More research should be conducted to understand what contributes to these perceptions. Are all field and lab experiments viewed as inherently problematic? Or is this a reflection of only certain current practices and executions of field and lab experiments? Unpacking this further could inform guidelines for using these modes of inquiry while lessening the perceived harm for research subjects, society, and the scientific community.
What study features shape ethical evaluations?
We conducted a discrete choice conjoint experiment (Hainmueller et al., 2014) to investigate what factors affect scholars’ ethical evaluations. Respondents were presented with two hypothetical political science studies five separate times. Respondents were told that the purpose of both studies was “to examine whether elected officials are biased against racial/ethnic minorities, compared to non-racial/ethnic minorities.” We picked this focus for the studies in our experiment since there is significant literature on racial discrimination by political elites (Costa, 2017) and we were curious if findings in this area shape ethical perceptions.

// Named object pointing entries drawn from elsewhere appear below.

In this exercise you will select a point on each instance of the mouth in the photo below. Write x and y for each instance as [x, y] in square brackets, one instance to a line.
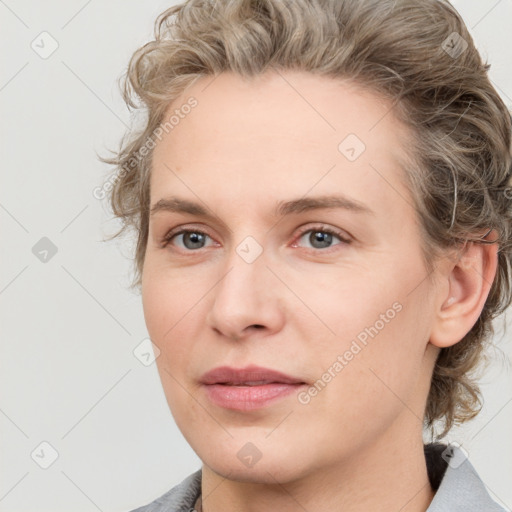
[248, 388]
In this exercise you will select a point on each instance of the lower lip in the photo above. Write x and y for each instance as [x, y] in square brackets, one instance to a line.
[248, 398]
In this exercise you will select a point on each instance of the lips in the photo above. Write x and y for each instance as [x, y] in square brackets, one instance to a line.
[249, 376]
[248, 388]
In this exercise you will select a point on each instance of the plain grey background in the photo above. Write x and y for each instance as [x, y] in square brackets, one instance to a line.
[70, 325]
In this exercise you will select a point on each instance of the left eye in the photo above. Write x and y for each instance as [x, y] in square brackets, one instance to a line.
[321, 238]
[190, 239]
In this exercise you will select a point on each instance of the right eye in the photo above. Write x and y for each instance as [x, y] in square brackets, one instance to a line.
[190, 239]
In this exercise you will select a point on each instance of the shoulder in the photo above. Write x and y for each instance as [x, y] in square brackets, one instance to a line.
[180, 498]
[460, 488]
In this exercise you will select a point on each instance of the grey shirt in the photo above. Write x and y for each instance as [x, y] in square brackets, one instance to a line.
[457, 485]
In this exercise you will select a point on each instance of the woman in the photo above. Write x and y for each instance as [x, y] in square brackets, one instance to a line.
[322, 205]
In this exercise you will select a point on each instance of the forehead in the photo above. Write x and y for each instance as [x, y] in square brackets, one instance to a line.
[278, 132]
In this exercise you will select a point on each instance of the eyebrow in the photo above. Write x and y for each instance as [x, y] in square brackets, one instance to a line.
[283, 208]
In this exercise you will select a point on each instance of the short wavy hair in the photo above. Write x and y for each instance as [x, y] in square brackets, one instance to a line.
[416, 53]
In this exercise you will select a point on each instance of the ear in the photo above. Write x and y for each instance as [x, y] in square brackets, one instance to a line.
[465, 285]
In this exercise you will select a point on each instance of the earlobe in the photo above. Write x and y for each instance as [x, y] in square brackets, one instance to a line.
[468, 279]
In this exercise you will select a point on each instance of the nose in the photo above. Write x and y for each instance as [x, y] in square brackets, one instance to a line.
[246, 300]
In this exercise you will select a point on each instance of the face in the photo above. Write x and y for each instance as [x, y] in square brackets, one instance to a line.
[283, 281]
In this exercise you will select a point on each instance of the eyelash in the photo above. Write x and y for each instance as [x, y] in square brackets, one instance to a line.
[319, 228]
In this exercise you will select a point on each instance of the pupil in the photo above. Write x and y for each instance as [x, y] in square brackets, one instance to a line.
[322, 238]
[195, 239]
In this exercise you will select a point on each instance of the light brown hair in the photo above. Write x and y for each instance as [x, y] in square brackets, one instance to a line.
[416, 53]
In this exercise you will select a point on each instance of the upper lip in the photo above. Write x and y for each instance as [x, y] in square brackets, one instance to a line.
[248, 375]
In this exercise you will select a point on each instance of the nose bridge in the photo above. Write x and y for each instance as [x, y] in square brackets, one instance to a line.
[244, 296]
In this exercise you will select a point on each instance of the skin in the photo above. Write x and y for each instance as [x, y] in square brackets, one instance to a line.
[357, 445]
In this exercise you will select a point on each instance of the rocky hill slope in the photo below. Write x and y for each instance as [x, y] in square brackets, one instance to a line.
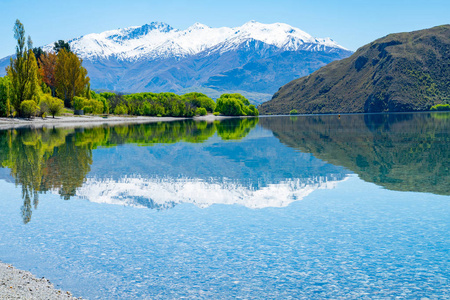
[399, 72]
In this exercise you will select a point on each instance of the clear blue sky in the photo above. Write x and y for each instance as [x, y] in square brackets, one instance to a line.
[352, 23]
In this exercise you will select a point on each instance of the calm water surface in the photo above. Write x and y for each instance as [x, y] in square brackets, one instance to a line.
[280, 207]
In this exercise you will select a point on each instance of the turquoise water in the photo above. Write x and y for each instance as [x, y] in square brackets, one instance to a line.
[280, 207]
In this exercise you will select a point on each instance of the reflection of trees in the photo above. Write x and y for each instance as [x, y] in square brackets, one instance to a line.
[44, 160]
[406, 152]
[235, 129]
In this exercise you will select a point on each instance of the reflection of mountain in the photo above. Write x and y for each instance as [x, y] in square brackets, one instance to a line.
[157, 193]
[171, 168]
[405, 152]
[59, 159]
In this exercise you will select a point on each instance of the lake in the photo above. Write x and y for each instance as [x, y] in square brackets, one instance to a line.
[356, 206]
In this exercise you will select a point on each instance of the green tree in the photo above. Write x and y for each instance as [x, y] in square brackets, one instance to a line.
[28, 108]
[5, 87]
[52, 105]
[71, 77]
[23, 70]
[60, 45]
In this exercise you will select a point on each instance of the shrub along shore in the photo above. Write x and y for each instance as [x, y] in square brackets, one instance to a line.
[40, 84]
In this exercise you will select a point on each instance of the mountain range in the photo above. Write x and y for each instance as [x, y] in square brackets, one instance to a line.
[254, 59]
[407, 71]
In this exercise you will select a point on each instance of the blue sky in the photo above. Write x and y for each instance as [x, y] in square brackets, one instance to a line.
[351, 23]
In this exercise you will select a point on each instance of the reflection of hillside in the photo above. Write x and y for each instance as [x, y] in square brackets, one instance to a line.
[58, 160]
[405, 152]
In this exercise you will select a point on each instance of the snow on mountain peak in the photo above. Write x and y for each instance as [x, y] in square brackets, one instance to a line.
[159, 39]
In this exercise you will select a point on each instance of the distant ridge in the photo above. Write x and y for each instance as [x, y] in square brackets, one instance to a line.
[400, 72]
[254, 59]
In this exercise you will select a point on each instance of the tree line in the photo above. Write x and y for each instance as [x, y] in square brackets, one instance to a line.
[40, 83]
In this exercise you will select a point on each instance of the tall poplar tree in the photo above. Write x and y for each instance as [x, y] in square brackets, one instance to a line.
[71, 77]
[47, 70]
[23, 70]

We were particularly interested in factors related to the study design and researchers because we view these as the natural next step in research about ethics. Prior work has focused on more direct signals of ethicality but not indirect factors that may be used as heuristics that shape ethical perceptions. Each study included seven attributes: (1) author affiliation, (2) author rank, (3) publication outlet, (4) conclusions of the study, (5) methodology, (6) study location, and (7) sample size. Respondents were presented with two randomly generated profiles and were asked, “If you had to choose, which of the two studies would you say is more ethical?” By fully randomizing the profile characteristics, we can uncover the relative impact of attribute levels of study selection. See the Appendix for the full list of randomized attribute values.

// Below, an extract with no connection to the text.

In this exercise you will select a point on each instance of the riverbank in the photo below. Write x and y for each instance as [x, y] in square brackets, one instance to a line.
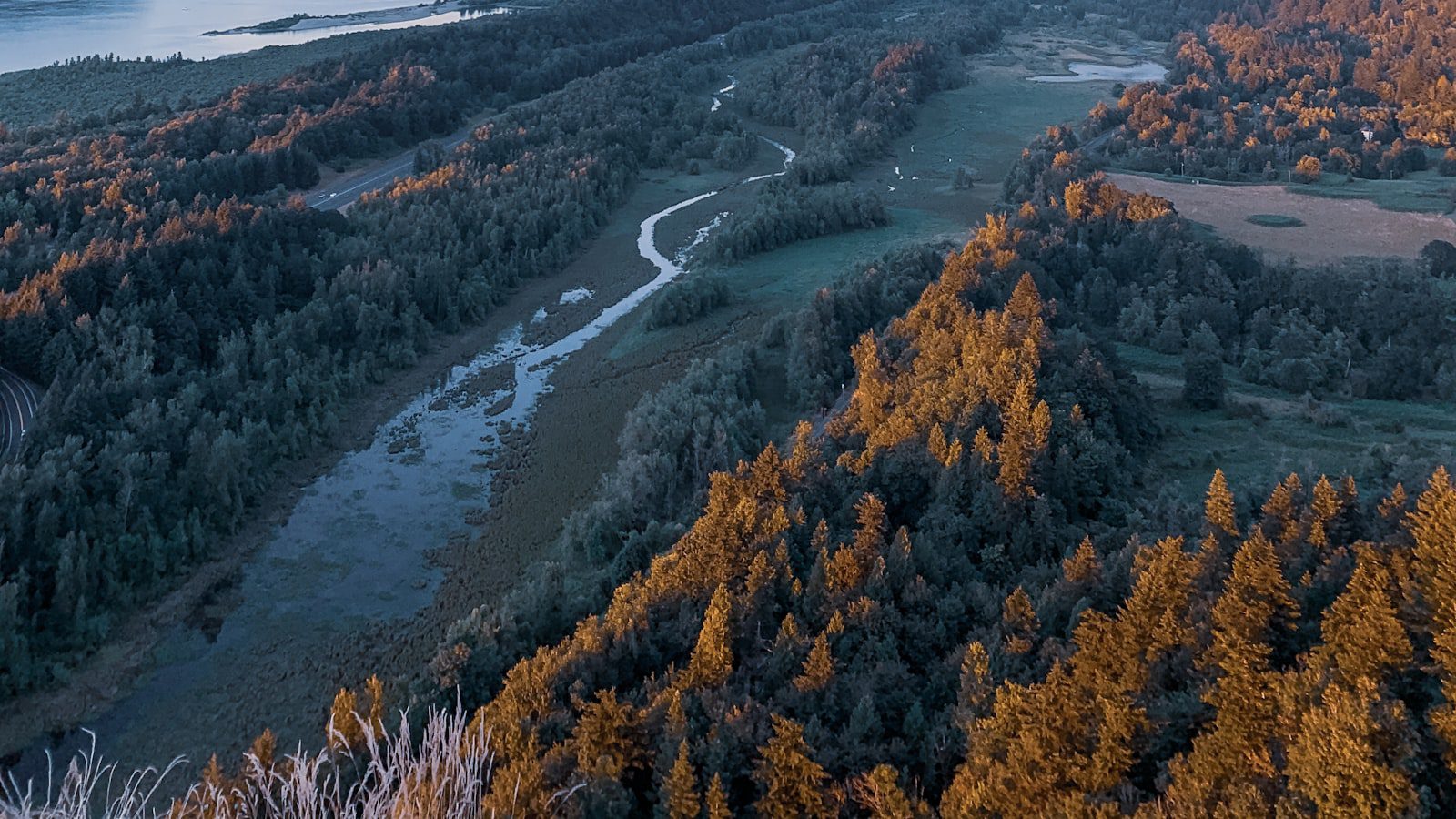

We treat each profile viewed as the unit of analysis so that there are up to 10 observations for each respondent (two profiles per conjoint task). Of the 362 people who took our survey module, 241 began the conjoint experiment and we have 2330 choice outcomes to analyze. 2 We estimate Average Marginal Component Effects (AMCEs) and use cluster robust standard errors (clustering at the individual level). Since we are interested in the causal effects of each study attribute on selection, instead of mere descriptive differences in preferences, we focus on AMCEs here rather than marginal means (though see the Appendix for that analysis).

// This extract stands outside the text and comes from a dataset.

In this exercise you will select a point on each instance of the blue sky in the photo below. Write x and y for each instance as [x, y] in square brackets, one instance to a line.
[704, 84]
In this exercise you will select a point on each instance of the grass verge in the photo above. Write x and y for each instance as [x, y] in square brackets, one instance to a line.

Figure 3 shows the AMCE of each study characteristic compared to the baseline level. Sample size has the largest effect on ethical perceptions. The probability of a study being selected as more ethical increases as its sample size increases. Increasing the sample size from 200 to 500 leads to a 7-point increase in a study being selected as more ethical (p = .02). Increasing that sample size to 5000 leads to a 17.5-point increase (p < .01). This potentially reflects the idea that bad inferences can be drawn from under-powered studies (e.g., Gelman et al., 2020). This illustrates a problem faced by scholars when selecting sample size. A growing number of scholars are advocating that researchers reduce sample sizes in studies using deception to reduce the studies’ potential harm (e.g., Bischof et al., 2021). A larger sample size potentially increases costs and harms, but a smaller sample size increases the likelihood of a study having insufficient statistical power and, as a result, leading to mistaken inferences.
3
Effects of study attributes on selecting study as more ethical. Note: Plot shows estimated average marginal component treatment effects using cluster robust standard errors by respondent. Horizontal lines represent 95% confidence intervals. Takeaway: Study sample and method influence respondent perceptions of ethicality.
The next most influential attribute was what type of methodology was used. Here, we are primarily interested in how different modes of experiments are viewed compared to observational studies that do not have a researcher-randomized intervention. As seen in Figure 3’s bottom left-hand plot, the results follow the same patterns in Figure 2. Survey experiments are selected at about the same rate as observational studies, but lab experiments, field experiments, and audit/correspondence studies are generally viewed as potentially less ethical than observational studies. Lab experiments are 9.3 points less likely to be selected as the more potentially ethical study, and field experiments are almost 14 points less likely to be selected (p < .05). Audit studies are perceived as potentially less ethical by about 3.5 points than observational studies, but this difference is relatively small in magnitude and not quite statistically significant (p = .07).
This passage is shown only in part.